In the final days of the presidential campaign, Americans have been flooded with messages from John McCain and Barack Obama. One person who has maintained a conspicuously low profile is the man both candidates hope to replace: President Bush. Far from providing a boost to fellow-Republican McCain, Mr. Bush is widely viewed as having a detrimental effect on the Arizona senator's chances of winning the election, due to his record-low public approval ratings, a troubled economy and a war effort in Iraq that has lasted more than five years. Monday, the White House acknowledged President Bush's unpopularity while restating Mr. Bush's support for Senator McCain. VOA's Michael Bowman reports.

As a rule, outgoing presidents hit the campaign trail in support of their party's presidential nominee. But not this year. President Bush did not attend the Republican National Convention in September, and has not appeared in public with Senator McCain since then.

Not that Mr. Bush has been forgotten. On the campaign trial, Democrat Barack Obama has spoken about President Bush almost as much as John McCain - and sought to link the two.

"John McCain has ridden shotgun [alongside] as George Bush has driven our economy towards a cliff," Obama said. "And now he wants to take the wheel and step on the gas."

Far from defending the president, McCain has protested the Illinois senator's suggestion that he and Mr. Bush are political bedfellows.

"I am not George Bush, McCain said. "If Senator Obama wanted to run against George Bush, he should have run for president four years ago."

That comment from the campaign trail stands in sharp contrast to McCain's assertion in March, when he appeared with the president at the White House after it became clear he would win the Republican presidential nomination.

"I intend to have as much [many] possible campaigning events together [with Mr. Bush] as is in keeping with the president's heavy schedule," he said.

In fact, McCain has not shied from criticizing President Bush on his handling of the economy. In a television advertisement, McCain noted that "The last eight years have not worked very well, have they?"

Asked about being shunned by both presidential aspirants, White House spokeswoman Dana Perino said Mr. Bush understands today's political climate.

"We are realistic about the political environment that we are in," she said. "We are also cognizant that the Republican Party wanted to make this election about John McCain. And that is appropriate."

Perino acknowledged the American people's desire for change, but said President Bush has remained true to his ideals while confronting difficult challenges. She dismissed any suggestion that Mr. Bush is resentful of McCain's criticism of the president.

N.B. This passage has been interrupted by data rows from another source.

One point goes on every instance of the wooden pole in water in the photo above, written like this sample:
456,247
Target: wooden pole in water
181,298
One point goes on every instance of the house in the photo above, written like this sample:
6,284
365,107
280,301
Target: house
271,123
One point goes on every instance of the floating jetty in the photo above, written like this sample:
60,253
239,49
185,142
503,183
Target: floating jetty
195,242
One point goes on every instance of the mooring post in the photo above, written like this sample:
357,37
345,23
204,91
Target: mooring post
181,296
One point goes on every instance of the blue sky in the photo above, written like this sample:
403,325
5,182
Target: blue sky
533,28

"Everybody would like to be popular. We can all remember that back in high school," she said. "Everyone really wanted to be popular, and some of us just were not. We are supporting this candidate [McCain] and trying to be respectful of what they [Republicans] have thought is the best way to run their campaign."

It is not at all clear that the McCain campaign welcomes Perino's comments, coming one day before the election. Last week, Vice President Cheney voiced his support for McCain - an endorsement that was immediately picked up by the Obama campaign and used in a television advertisement attacking the Arizona senator.

Perino says President Bush will remain in the White House Tuesday to watch election returns. Mr. Bush is expected to congratulate the winner once final results are known.